Patient Engagement and Support Safe Harbor

  • The OIG is finalizing, with modifications, a new safe harbor to be located at § 1001.952(hh) for patient engagement tools and support furnished by a participant in a value-based enterprise to a patient in a target patient population. Notably, this new safe harbor uses the same ineligible entities list as the value-based safe harbors, described above, and also includes an avenue for manufacturers of devices or medical supplies to provide digital health technology.

CMS-Sponsored Models Safe Harbor

  • The OIG finalized, with modifications, a new safe harbor to be located at § 1001.952(ii) for CMS-sponsored model arrangements and CMS-sponsored model patient incentives that would require OIG fraud and abuse waivers. This new safe harbor is intended to provide greater predictability model participants and uniformity across CMS models as well as limit the need for separate OIG fraud and abuse waivers for future CMS-sponsored models.
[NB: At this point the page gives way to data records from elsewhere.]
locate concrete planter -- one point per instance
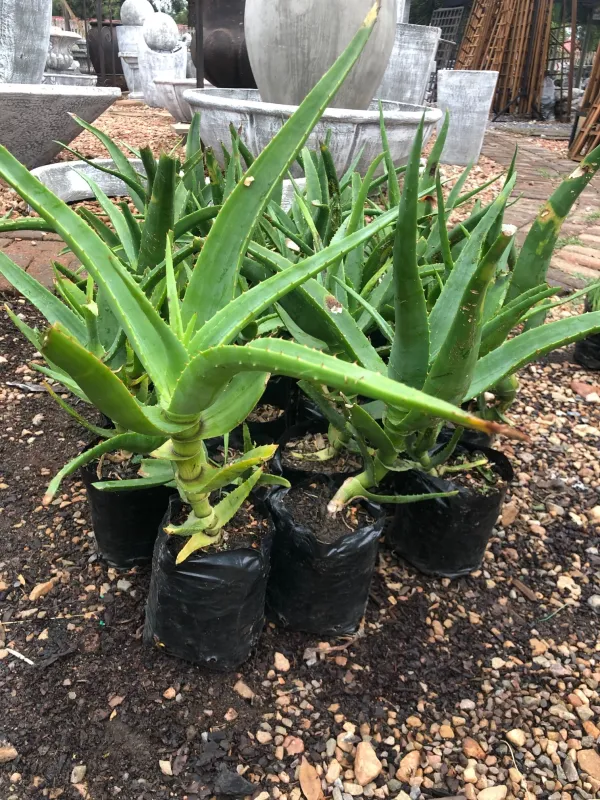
(292, 44)
(467, 95)
(24, 37)
(130, 38)
(159, 64)
(411, 64)
(170, 93)
(65, 181)
(34, 118)
(352, 130)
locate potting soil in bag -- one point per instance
(126, 522)
(314, 586)
(447, 536)
(210, 608)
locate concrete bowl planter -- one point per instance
(34, 118)
(259, 122)
(170, 94)
(65, 181)
(467, 95)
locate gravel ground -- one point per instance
(137, 126)
(484, 687)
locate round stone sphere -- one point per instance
(160, 32)
(135, 12)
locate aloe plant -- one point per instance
(452, 344)
(199, 383)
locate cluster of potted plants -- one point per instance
(382, 329)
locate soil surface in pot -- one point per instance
(265, 413)
(503, 649)
(308, 506)
(483, 479)
(343, 462)
(246, 529)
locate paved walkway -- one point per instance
(576, 262)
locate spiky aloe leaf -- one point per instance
(528, 346)
(409, 356)
(107, 392)
(497, 329)
(157, 347)
(46, 303)
(234, 404)
(230, 321)
(159, 216)
(213, 282)
(447, 305)
(534, 259)
(132, 442)
(280, 357)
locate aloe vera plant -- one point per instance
(202, 376)
(451, 343)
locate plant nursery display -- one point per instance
(376, 333)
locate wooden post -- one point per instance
(572, 57)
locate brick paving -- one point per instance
(575, 263)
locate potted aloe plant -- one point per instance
(452, 345)
(205, 374)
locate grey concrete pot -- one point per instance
(292, 43)
(24, 39)
(65, 181)
(157, 64)
(352, 130)
(34, 118)
(411, 64)
(170, 94)
(467, 95)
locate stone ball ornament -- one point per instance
(136, 12)
(161, 33)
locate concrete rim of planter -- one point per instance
(44, 88)
(64, 180)
(224, 99)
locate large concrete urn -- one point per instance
(292, 43)
(24, 39)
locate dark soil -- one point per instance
(96, 696)
(307, 504)
(343, 462)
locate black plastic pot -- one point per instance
(209, 609)
(125, 523)
(447, 536)
(316, 587)
(295, 474)
(587, 351)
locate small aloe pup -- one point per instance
(203, 384)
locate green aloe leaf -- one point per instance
(159, 216)
(131, 442)
(447, 305)
(281, 357)
(46, 303)
(409, 356)
(107, 392)
(534, 258)
(213, 282)
(157, 347)
(528, 346)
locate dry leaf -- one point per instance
(310, 783)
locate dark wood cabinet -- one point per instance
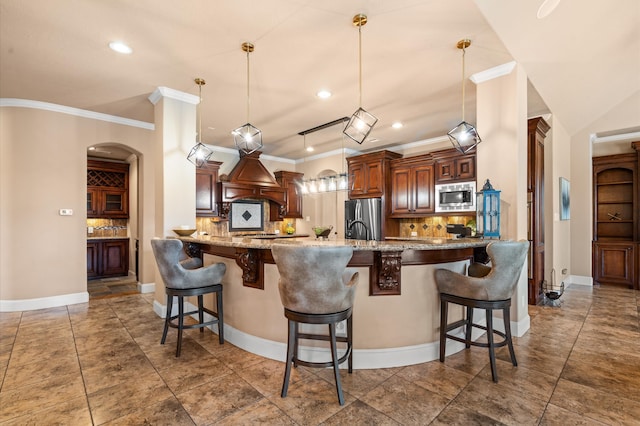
(536, 135)
(206, 186)
(107, 189)
(289, 182)
(614, 263)
(451, 166)
(369, 174)
(616, 231)
(370, 177)
(107, 258)
(412, 187)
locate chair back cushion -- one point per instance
(314, 279)
(507, 260)
(168, 254)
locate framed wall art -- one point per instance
(246, 216)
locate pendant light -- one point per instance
(247, 137)
(464, 136)
(361, 122)
(199, 154)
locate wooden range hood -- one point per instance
(250, 179)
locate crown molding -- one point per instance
(165, 92)
(46, 106)
(491, 73)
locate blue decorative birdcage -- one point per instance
(488, 212)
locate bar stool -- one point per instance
(184, 277)
(316, 288)
(487, 288)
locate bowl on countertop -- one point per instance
(184, 232)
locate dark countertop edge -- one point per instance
(388, 245)
(107, 238)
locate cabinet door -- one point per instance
(93, 202)
(445, 170)
(114, 202)
(466, 168)
(93, 259)
(289, 182)
(357, 180)
(614, 263)
(423, 189)
(401, 191)
(374, 179)
(115, 257)
(206, 180)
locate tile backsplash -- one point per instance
(433, 226)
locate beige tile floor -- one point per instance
(101, 363)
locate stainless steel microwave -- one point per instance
(456, 197)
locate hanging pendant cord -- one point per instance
(248, 97)
(200, 113)
(360, 62)
(463, 52)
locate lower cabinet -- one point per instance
(614, 263)
(107, 258)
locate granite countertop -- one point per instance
(390, 244)
(107, 238)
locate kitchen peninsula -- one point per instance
(396, 312)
Cybersecurity Technology and Services Safe Harbor

  • The OIG is finalizing, with modifications, a new safe harbor to be located at § 1001.952(jj) for remuneration in the form of cybersecurity technology and services. This safe harbor is aimed to foster improvement of cybersecurity in the health care industry and is available to all types individuals and entities.  CMS established a similar exception to the Stark Law.

Electronic Health Records Safe Harbor

  • The OIG finalized its proposal, with modification, to amend the existing electronic health records items and services safe harbor located at § 1001.952(y). The finalized changes are intended to update and remove provisions regarding interoperability.  The OIG is removing the sunset provision as well as the prohibition on donation of equivalent technology.  The OIG further clarifies protections for cybersecurity technology and services included in an EHR arrangement.
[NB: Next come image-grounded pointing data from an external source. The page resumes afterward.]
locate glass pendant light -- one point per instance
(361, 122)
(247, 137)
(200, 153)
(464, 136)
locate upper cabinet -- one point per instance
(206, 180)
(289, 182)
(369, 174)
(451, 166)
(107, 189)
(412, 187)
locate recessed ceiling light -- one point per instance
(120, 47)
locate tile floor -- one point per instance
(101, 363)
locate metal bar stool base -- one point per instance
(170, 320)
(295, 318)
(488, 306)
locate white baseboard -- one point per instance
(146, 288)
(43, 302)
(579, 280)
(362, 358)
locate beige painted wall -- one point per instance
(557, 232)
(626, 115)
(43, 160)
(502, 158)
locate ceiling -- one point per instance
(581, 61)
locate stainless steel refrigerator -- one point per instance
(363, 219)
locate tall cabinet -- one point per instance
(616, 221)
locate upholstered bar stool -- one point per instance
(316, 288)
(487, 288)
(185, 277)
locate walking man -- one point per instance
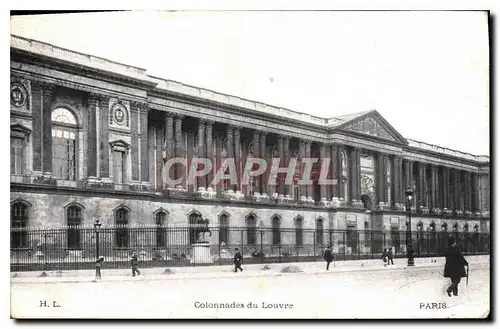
(454, 267)
(237, 260)
(98, 266)
(134, 264)
(390, 257)
(328, 256)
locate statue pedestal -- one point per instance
(201, 253)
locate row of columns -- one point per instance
(441, 188)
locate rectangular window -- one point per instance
(298, 236)
(118, 167)
(16, 156)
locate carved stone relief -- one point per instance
(370, 126)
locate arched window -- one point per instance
(276, 223)
(64, 148)
(19, 212)
(74, 220)
(224, 229)
(121, 232)
(160, 230)
(319, 231)
(251, 222)
(194, 218)
(344, 174)
(299, 221)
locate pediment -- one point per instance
(373, 124)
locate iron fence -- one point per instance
(75, 247)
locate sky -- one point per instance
(427, 73)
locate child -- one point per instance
(134, 263)
(98, 265)
(390, 257)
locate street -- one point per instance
(389, 293)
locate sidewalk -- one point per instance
(215, 272)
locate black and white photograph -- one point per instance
(189, 164)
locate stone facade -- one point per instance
(128, 124)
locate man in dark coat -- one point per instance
(134, 264)
(385, 254)
(454, 267)
(328, 256)
(237, 260)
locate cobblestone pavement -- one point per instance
(416, 292)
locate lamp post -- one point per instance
(409, 249)
(97, 227)
(261, 231)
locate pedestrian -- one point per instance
(384, 257)
(134, 264)
(328, 256)
(454, 267)
(390, 257)
(98, 265)
(237, 260)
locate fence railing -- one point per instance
(75, 247)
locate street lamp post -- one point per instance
(261, 231)
(409, 249)
(97, 226)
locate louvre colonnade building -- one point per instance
(89, 138)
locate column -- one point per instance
(433, 203)
(340, 170)
(322, 155)
(159, 155)
(230, 146)
(218, 157)
(237, 156)
(281, 182)
(104, 137)
(286, 154)
(93, 102)
(468, 191)
(256, 154)
(263, 155)
(357, 158)
(302, 155)
(47, 129)
(455, 189)
(461, 190)
(309, 186)
(421, 182)
(201, 151)
(387, 165)
(336, 170)
(450, 176)
(134, 140)
(143, 114)
(210, 151)
(379, 180)
(394, 185)
(476, 204)
(170, 144)
(179, 148)
(399, 180)
(328, 188)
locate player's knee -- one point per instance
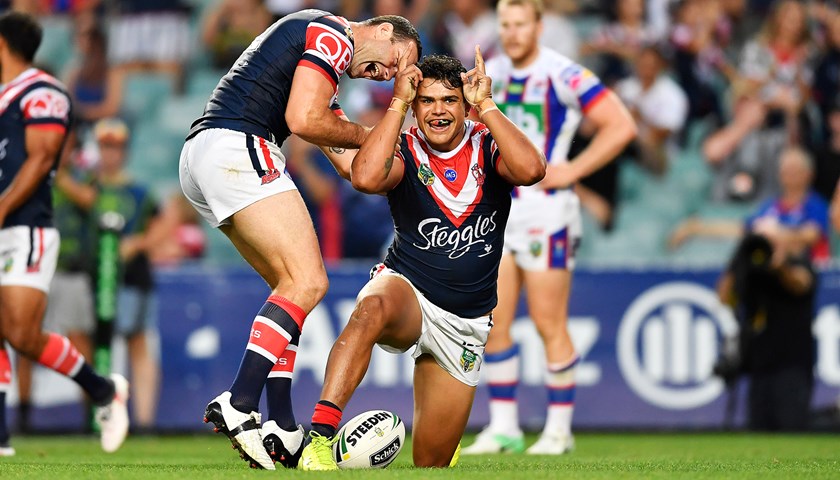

Personal Services and Management Contracts and Outcomes-Based Payments

  • The OIG is finalizing is finalizing its proposal, without modification, to make changes to the existing personal services and management contracts safe harbor located § 1001.952(d)(1) to increase flexibility for part-time or sporadic arrangements and arrangements for which aggregate compensation is not known in advance.
  • The OIG is also finalizing, with modifications, new protection for outcomes-based payments to be located § 1001.952(d)(2). This new safe harbor for outcomes-based payments protects payments tied to achieving measurable outcomes that improve patient or population health or appropriately reduce payor costs. Entities that are ineligible for the value-based safe harbors are also ineligible for protection under this new safe harbor.
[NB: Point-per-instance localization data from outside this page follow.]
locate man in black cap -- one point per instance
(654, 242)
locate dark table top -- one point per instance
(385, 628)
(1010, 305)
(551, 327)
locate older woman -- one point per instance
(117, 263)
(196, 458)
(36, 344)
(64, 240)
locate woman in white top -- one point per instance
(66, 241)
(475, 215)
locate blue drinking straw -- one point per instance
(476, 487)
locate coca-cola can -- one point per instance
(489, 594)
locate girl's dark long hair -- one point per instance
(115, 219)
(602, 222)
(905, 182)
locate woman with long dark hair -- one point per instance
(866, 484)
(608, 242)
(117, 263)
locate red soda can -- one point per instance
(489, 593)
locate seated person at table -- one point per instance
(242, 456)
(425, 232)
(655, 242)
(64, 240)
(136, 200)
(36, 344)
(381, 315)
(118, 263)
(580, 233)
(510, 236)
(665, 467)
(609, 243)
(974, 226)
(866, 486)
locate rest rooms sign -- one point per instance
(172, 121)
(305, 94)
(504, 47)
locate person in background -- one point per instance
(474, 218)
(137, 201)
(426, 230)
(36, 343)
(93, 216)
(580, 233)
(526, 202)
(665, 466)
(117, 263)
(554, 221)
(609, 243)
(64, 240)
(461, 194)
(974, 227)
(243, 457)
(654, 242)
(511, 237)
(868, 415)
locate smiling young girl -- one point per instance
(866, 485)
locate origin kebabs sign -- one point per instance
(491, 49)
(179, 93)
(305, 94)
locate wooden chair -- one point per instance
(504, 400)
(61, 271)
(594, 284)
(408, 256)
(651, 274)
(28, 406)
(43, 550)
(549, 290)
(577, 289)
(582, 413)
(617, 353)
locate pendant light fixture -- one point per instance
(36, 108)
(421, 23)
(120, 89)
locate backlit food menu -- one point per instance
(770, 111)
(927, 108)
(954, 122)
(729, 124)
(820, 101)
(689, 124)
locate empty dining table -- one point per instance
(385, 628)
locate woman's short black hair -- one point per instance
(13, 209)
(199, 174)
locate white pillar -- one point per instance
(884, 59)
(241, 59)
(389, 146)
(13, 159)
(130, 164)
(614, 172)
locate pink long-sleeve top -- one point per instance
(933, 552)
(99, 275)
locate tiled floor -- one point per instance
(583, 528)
  • The OIG finalized its proposal, without modification, to amend the existing warranties safe harbor located at § 1001.952(g) by revising the definition of “warranty” and to provide protection for warranties for one or more items and related services.

Local Transportation

  • The OIG is finalizing, with modifications, to revise the existing local transportation furnished for beneficiaries safe harbor located at § 1001.952(bb) to expand mileage limits for rural areas (up to 75 miles) and to eliminate mileage limits for transportation to convey patients discharged from the hospital to their place of residence.  The OIG provide additional clarification that the safe harbor is available for transportation provided via ride-share arrangements.

ACO Beneficiary Incentives

  • Finally, the OIG is also codifying, without modification, the statutory exception to the definition of “remuneration” at section 1128B(b)(3)(K) of the Social Security Act related to ACO Beneficiary Incentive Programs for the Medicare Shared Savings Program to be located at § 1001.952(kk).